Benchmarking has been a buzzword for four or five decades. It came true in the years when TQM (Total Quality Management) was the only gospel truth on how to become the best. The Japanese had taken over the world and America and Western Europe to catch up; they needed to compare the best of what the Japanese were doing. And who proposed and continued to propose these ideas? You’re right, the big boys: BCG, Bain, Accenture, PWC, McKinsey, KPMG, Deloitte, Gemini, and the rest.

Benchmarking 101 simply says to get all the metrics of how your best competitor is doing and compare it to their performance. Wherever you perform worst, that’s the gap. You’ve soon cracked the code. Take immediate action to close the gap and you can be as good as them (your competitor) or even beat them. They backed up their presentations with fancy two-by-two charts (visual processes, as Alan Weiss calls them) and CEOs looking for increasingly expensive quick fixes would accept the recommendations and their treasuries would be poorer for it.

Tell me, if benchmarking really is this cure-all antidote to lackluster performance (the big boys would deny they said it was a panacea), how come Kodak didn’t look at its path to survival? How come Nokia couldn’t compare its way to success and beat Apple and Samsung? How about Motorola who invented cell phone technology and Xerox who taught the world how to copy? Why couldn’t the bluest of the blue, with all his technological wizardry, get it done and have to send John Akers into the workforce? Beware, the elephant cannot dance unless and until he decides to dance by changing his genetic code.

So here are the top three reasons why you should never touch benchmarking with a ten-foot pole if you really want to be great, break new molds, and make the competition irrelevant.
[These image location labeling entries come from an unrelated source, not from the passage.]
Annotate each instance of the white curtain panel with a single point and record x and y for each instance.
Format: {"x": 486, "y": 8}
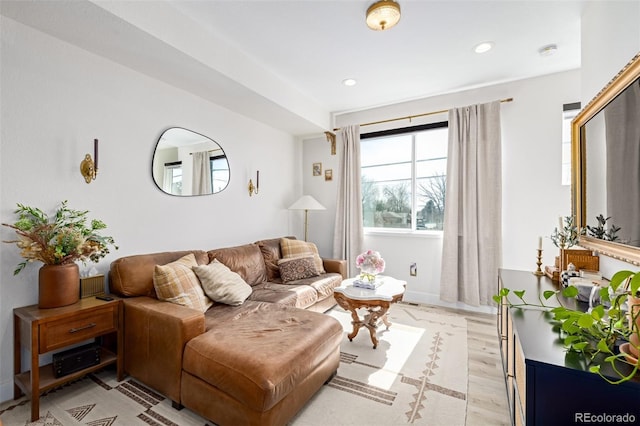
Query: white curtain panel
{"x": 472, "y": 233}
{"x": 348, "y": 235}
{"x": 201, "y": 183}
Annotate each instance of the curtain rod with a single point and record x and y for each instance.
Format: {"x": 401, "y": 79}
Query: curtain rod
{"x": 410, "y": 117}
{"x": 331, "y": 137}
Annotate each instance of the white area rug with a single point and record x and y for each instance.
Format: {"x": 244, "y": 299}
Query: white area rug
{"x": 417, "y": 375}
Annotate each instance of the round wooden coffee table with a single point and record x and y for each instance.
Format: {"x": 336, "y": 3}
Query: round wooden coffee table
{"x": 376, "y": 302}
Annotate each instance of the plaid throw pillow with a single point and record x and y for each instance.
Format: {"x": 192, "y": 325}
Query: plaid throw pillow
{"x": 297, "y": 268}
{"x": 222, "y": 284}
{"x": 176, "y": 282}
{"x": 296, "y": 248}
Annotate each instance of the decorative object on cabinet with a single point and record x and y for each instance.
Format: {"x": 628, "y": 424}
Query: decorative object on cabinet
{"x": 538, "y": 270}
{"x": 566, "y": 235}
{"x": 180, "y": 154}
{"x": 89, "y": 166}
{"x": 306, "y": 203}
{"x": 601, "y": 232}
{"x": 331, "y": 138}
{"x": 91, "y": 286}
{"x": 59, "y": 242}
{"x": 546, "y": 384}
{"x": 58, "y": 285}
{"x": 581, "y": 259}
{"x": 254, "y": 189}
{"x": 370, "y": 264}
{"x": 587, "y": 182}
{"x": 383, "y": 15}
{"x": 596, "y": 333}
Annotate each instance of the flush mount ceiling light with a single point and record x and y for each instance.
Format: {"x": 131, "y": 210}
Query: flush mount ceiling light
{"x": 383, "y": 15}
{"x": 483, "y": 47}
{"x": 548, "y": 50}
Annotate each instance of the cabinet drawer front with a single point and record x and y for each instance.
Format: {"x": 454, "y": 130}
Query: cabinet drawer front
{"x": 67, "y": 331}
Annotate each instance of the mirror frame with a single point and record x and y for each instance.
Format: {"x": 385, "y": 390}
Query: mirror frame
{"x": 155, "y": 152}
{"x": 626, "y": 253}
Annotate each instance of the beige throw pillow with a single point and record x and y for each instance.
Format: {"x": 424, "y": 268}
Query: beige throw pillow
{"x": 296, "y": 248}
{"x": 222, "y": 284}
{"x": 297, "y": 268}
{"x": 176, "y": 282}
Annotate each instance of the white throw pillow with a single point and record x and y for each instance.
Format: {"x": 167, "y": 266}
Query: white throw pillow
{"x": 222, "y": 284}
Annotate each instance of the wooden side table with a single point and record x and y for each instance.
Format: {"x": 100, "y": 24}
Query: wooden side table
{"x": 45, "y": 330}
{"x": 376, "y": 302}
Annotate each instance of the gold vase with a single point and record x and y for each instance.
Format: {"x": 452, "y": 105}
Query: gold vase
{"x": 58, "y": 285}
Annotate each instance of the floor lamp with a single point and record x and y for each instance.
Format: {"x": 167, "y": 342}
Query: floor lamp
{"x": 306, "y": 203}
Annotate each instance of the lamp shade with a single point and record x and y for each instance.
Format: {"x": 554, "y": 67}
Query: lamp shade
{"x": 306, "y": 202}
{"x": 383, "y": 15}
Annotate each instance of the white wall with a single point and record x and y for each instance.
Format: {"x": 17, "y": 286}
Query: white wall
{"x": 533, "y": 197}
{"x": 57, "y": 98}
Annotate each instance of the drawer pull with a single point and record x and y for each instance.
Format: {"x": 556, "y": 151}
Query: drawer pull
{"x": 84, "y": 327}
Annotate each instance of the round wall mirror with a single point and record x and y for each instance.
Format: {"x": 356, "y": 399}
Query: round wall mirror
{"x": 186, "y": 163}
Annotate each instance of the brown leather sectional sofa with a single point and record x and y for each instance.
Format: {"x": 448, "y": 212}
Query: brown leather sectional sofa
{"x": 253, "y": 364}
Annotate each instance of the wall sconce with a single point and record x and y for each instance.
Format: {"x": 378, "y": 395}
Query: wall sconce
{"x": 89, "y": 166}
{"x": 254, "y": 189}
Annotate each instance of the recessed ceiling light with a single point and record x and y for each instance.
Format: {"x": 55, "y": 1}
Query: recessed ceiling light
{"x": 548, "y": 50}
{"x": 483, "y": 47}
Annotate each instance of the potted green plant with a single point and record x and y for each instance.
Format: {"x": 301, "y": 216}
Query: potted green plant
{"x": 58, "y": 241}
{"x": 608, "y": 333}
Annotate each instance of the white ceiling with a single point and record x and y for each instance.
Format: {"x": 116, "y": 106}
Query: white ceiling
{"x": 288, "y": 58}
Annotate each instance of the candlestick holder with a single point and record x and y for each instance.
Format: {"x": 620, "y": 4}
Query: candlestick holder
{"x": 538, "y": 272}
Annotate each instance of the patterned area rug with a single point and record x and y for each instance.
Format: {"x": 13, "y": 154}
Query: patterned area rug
{"x": 417, "y": 375}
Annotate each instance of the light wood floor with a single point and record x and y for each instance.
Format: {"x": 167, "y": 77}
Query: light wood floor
{"x": 487, "y": 394}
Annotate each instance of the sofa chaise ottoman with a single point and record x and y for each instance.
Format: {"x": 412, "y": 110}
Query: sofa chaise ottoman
{"x": 256, "y": 363}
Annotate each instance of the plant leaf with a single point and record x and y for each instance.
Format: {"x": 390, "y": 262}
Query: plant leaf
{"x": 570, "y": 291}
{"x": 598, "y": 312}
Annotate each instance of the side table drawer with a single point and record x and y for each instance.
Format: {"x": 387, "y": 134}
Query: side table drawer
{"x": 67, "y": 331}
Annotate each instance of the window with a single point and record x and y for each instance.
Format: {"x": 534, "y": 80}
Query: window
{"x": 219, "y": 175}
{"x": 173, "y": 178}
{"x": 569, "y": 111}
{"x": 219, "y": 172}
{"x": 403, "y": 176}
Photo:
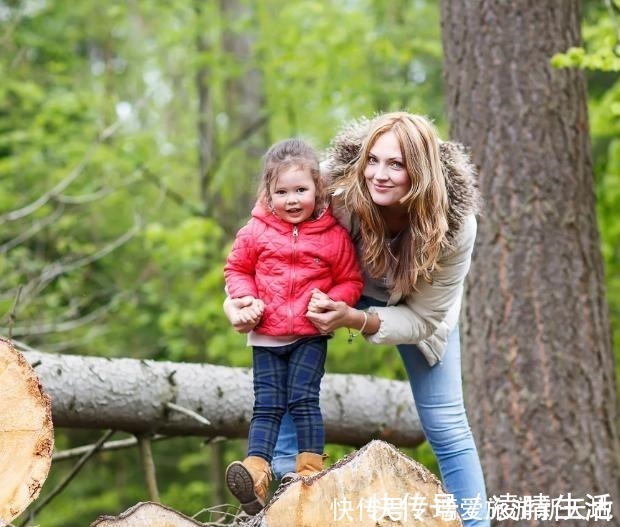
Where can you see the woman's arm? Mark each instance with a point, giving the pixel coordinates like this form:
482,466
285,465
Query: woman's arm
328,315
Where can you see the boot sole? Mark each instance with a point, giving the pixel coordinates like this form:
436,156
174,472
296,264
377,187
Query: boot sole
239,482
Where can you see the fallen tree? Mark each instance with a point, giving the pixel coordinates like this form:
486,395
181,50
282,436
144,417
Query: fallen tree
148,397
26,434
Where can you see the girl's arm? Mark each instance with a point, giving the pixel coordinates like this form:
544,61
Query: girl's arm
241,264
243,313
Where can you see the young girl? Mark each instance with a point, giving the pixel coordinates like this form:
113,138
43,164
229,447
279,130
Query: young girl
291,246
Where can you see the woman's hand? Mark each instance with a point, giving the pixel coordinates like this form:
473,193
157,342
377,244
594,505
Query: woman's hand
328,315
243,313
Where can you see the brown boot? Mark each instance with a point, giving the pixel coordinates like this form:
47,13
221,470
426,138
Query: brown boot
308,463
248,482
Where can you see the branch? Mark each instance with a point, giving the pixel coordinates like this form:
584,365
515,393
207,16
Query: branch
34,287
104,135
172,194
12,314
32,230
108,445
95,196
58,327
243,136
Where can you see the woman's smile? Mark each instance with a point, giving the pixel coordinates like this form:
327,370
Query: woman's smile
386,175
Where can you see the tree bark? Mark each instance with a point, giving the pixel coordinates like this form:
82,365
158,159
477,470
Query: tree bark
537,354
26,434
133,395
376,486
147,514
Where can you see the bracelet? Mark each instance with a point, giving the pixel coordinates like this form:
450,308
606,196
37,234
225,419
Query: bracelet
353,335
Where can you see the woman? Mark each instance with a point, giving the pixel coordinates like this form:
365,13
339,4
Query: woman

1. Benchmarking ignores the culture of the top performing organization
This is the mother of all reasons why benchmarking is a fatal flaw. Assuming you are Intel and the Japanese are eating your lunch, what do you do? Do you go on a retreat and compare the Japanese to blow them out of the water? Will he call a town hall meeting to make everyone aware of the Japanese threat and quickly form Quick Action Teams (QATs) to benchmark the Japanese and pave the way for their glorious return? Do you send your top executives to Harvard to learn the best of benchmarking in order to form a tidal wave movement that makes them invincible overnight? Nope! Nope!! Nope!!! You do what Andy Grove, Robert Noyce (and Gordon Moore) did. They say goodbye to themselves and start all over again. Remember, only the paranoid survive. You can’t beat the Japanese in close combat because the cultures are different. Period! Haven’t you heard culture will eat strategy for breakfast?

2. Benchmarking looks to the future with the rear view mirror
Assuming you’re IBM and you’re the most admired company in the world and you’re mocked as Big Blue, and you hear two little kids are playing in their mom’s garage and they say they want to topple IBM. Do you postpone your board meeting and send spies to see what the guys are up to, or do you compare them? Compare what? Benchmark Apple I or Apple II or iMac that doesn’t exist yet? The Big Boys would deny ever saying that it should be compared in such circumstances. But didn’t they say benchmarking was the alpha and omega of competitive tools? You will never see the future with your rearview mirror, even if you are a wizard. The truth is, when there is an interruption (air travel interrupts sea travel, computer interrupts typewriter, bow and arrow interrupts weapons, etc.), everything resets to zero, so no amount of benchmarking can save you. We live in an age of discontinuity, thanks to Peter Drucker, and when discontinuity catches up with you and your industry, benchmarking is recklessness of the highest order.

3. Benchmarking ignores critical thinking and cannot help you invent the future
The best way to own tomorrow is to invent it. Benchmarking cannot help you do that. Benchmarking is actually the antithesis of reinvention. The most revolutionary inventions of our time were not and never are the product of benchmarking but of critical thinking. Think of products as mundane (now) as paper, post-it-note, and light bulb, to name three. These things never existed before until people’s imagination brought them into reality. To invent the future, you start with a clean slate. You ask simple questions like “why is this job important?”, “what is it for?”, “why this (and not that?”) These kinds of questions allow you to think critically, dig deeper, and invent tomorrow as you others are busy benchmarking and catching up with the supposedly best companies.

There you have it, the three reasons why benchmarking should be avoided like the badge: Benchmarking ignores the culture of the top performing organization, Benchmarking looks to the future with the rearview mirror, and Benchmarking ignores critical thinking and does not it can help you invent and reinvent the future.

If you look closely, benchmarking is at the heart of so-called international best practices in industries around the world and who are the proponents of this “best in class” concept? The great powers of consulting! At best, let me admit it, benchmarking can help you make a little incremental (additive) progress, but that’s not what you need. What you need is exponential (geometric) progress. Now that you’ve read the top three reasons why you should never benchmark, don’t waste your time benchmarking. For any new project you want to start, start with a clean slate. Yes, reinvent the wheel. Remember, Apple reinvented the phone with the iPhone, Starbucks reinvented coffee shops, and you can reinvent yours. Go ahead and do it.